Dans ce contexte malheureux, il est temps de remettre de l’ordre, et de suivre à la lettre les principes fondamentaux de la presse, ceux de la crédibilité, du sérieux, de l’éthique et de la déontologie.

Bien entendu, il ne s’agit pas de museler ou de censurer les journalistes, ni de bafouer la liberté de la presse, loin de là. Simplement, nous devons régler les relations Presse-Pouvoir, et redonner au journaliste la place honorable dans la société comme ce fut jadis et naguère.

Enfin, une note personnelle. Voilà plus de 50 ans que je vis dans le monde des médias. Durant toute cette longue carrière je n’ai jamais milité ou appartenu à un parti politique. Toutes mes nominations et mes titres professionnels au service de l’Etat ne furent jamais obtenus par des décisions à caractère politique.  

J’ai eu le privilège d’être correspondant et rédacteur en chef de la presse écrite et parlée israélienne et étrangère. J’ai enseigné le journalisme et les sciences de l’Information dans les universités et écrit de nombreux ouvrages, études, et milliers d’articles. Au fil des ans, j’ai connu à la fois de brillants et médiocres journalistes mais presque tous exerçaient le métier sans jamais exprimer une conviction politique précise.
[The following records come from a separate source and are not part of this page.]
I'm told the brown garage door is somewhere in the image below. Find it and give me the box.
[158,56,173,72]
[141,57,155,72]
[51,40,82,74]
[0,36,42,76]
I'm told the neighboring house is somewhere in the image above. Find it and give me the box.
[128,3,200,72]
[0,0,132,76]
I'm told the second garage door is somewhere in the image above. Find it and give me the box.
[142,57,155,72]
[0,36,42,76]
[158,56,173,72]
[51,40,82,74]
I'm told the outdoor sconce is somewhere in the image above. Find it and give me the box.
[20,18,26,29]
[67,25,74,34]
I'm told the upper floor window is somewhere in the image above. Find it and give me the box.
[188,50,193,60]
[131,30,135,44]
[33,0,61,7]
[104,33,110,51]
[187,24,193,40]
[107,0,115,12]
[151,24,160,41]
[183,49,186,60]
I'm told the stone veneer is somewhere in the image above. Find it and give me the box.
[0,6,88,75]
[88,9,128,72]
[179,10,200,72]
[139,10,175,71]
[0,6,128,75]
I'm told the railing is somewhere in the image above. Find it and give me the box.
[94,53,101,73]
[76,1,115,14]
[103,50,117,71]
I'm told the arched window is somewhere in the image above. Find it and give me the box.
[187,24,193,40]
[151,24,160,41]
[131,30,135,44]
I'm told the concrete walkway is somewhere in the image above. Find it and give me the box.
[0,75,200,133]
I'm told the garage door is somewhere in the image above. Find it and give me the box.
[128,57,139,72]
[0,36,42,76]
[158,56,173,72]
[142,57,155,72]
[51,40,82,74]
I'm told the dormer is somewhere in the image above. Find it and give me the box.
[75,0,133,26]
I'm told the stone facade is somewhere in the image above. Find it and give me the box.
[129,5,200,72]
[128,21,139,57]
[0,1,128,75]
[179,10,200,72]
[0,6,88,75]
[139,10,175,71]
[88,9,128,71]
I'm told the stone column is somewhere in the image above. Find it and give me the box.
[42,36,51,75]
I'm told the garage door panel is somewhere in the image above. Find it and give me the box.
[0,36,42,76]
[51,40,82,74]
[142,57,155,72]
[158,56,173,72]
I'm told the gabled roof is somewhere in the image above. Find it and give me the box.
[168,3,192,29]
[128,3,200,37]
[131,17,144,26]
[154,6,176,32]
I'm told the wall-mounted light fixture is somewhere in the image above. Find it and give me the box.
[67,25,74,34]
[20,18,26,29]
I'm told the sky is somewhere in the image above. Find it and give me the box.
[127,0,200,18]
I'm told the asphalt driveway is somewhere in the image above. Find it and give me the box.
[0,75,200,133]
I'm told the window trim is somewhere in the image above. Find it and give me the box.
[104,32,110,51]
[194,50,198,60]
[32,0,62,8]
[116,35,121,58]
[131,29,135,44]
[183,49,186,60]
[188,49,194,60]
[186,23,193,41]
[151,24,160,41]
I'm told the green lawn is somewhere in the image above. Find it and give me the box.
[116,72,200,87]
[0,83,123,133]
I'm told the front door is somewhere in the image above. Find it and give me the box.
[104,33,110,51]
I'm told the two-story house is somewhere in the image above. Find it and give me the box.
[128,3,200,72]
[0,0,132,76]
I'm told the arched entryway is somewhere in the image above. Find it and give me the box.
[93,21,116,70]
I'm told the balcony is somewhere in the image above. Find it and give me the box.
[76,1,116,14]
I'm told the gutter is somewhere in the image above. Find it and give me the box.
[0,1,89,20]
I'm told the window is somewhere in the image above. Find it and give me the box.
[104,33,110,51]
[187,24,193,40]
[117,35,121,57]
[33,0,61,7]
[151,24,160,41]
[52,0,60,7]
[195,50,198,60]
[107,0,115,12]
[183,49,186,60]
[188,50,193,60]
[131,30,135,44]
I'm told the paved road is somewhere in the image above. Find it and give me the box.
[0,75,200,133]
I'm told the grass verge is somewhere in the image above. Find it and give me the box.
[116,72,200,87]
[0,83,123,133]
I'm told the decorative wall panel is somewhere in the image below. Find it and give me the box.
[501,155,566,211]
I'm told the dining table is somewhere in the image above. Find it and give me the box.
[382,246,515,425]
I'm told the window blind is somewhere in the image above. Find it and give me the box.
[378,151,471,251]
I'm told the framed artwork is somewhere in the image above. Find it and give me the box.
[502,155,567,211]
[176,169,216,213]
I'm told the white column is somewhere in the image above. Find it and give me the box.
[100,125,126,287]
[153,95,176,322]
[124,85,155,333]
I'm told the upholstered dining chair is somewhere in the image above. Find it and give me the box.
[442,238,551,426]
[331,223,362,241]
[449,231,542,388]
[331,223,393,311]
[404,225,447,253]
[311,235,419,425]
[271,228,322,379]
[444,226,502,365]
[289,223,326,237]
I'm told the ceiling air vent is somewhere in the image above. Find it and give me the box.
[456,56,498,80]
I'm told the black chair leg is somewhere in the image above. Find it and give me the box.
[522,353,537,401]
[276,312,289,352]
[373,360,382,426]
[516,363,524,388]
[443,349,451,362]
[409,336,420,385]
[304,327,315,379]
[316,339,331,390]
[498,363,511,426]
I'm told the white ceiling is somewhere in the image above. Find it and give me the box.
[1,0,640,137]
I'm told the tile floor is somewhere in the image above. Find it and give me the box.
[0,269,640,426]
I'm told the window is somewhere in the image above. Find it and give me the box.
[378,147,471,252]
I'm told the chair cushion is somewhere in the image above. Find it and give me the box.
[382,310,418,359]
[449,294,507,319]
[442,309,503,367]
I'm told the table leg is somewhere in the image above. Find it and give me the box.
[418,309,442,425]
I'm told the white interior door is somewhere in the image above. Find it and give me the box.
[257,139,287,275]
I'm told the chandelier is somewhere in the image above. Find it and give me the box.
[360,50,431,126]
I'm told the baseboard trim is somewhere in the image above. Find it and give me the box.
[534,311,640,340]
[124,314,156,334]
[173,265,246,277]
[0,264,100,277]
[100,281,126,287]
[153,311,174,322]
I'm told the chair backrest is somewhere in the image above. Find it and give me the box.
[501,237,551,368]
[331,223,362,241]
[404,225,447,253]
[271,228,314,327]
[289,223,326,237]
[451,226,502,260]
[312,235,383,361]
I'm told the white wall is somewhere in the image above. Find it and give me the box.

Ils n’utilisaient jamais un vocabulaire virulent, grossier et abject. Tout en critiquant sérieusement l’homme politique, ils respectaient scrupuleusement la fonction publique, ne prenaient jamais partie, et ne mêlaient jamais la famille et les affaires confidentielles et privées.

Ce journalisme hélas n’existe plus. Des avocats, blogueurs et intellectuels, des conseillers et stratèges en communication, des militants de droite comme de gauche banalisent le métier et diffusent souvent de la propagande ou de fausses nouvelles. Ils transforment le débat en un dialogue de sourds, en une cacophonie désagréable.

Ils ne peuvent remplacer les professionnels. Leur place est dans les tribunes libres non dans les rédactions des journaux.

Pour devenir un véritable journaliste il est bien temps de se munir d’un diplôme et d’un permis tel un juriste ou un médecin.